Serverless Order Processing in E-Commerce: A Practical Guide with AWS Lambda & SQS
In e-commerce, a seamless and efficient order processing system is crucial to handle customer transactions, inventory updates, and sending notifications. AWS provides a powerful set of tools, including Simple Queue Service (SQS) and Lambda, to create a serverless and scalable order processing pipeline.

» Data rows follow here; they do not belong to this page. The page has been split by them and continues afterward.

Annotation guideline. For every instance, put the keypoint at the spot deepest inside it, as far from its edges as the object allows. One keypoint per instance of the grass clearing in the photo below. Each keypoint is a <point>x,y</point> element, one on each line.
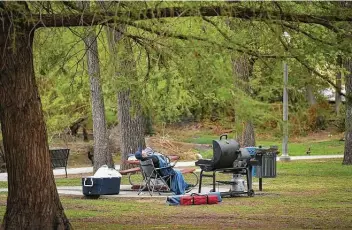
<point>305,194</point>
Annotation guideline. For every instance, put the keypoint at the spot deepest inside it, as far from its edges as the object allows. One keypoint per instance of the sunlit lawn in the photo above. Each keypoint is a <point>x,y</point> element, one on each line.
<point>305,194</point>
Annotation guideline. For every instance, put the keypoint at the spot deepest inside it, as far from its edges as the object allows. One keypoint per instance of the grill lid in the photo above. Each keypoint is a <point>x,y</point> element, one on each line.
<point>225,152</point>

In this article, we’ll walk through how to implement an order processing logic where each service, such as payment processing, inventory updates, and email notifications, is dependent on the success of the previous service. We’ll be using AWS SQS, Lambda, Node.js, and a MySQL database hosted on Amazon RDS.
The Setup
Our order processing system consists of the following components:
- SQS Queues (PaymentStatusQueue, InventoryStatusQueue, EmailNotificationQueue )
2. Lambda Functions (PaymentServiceLambda, InventoryServiceLambda , EmailServiceLambda)
3 Express Server: Handles order placement.
4. RDS (MySQL): Stores order information.
Workflow
- A customer places an order from frontend via the Express server, which stores the order in the RDS database.
- The order is placed in the PaymentStatusQueue.
- PaymentServiceLambda is triggered by a message from PaymentStatusQueue, simulates payment processing, and pushes the result to InventoryStatusQueue.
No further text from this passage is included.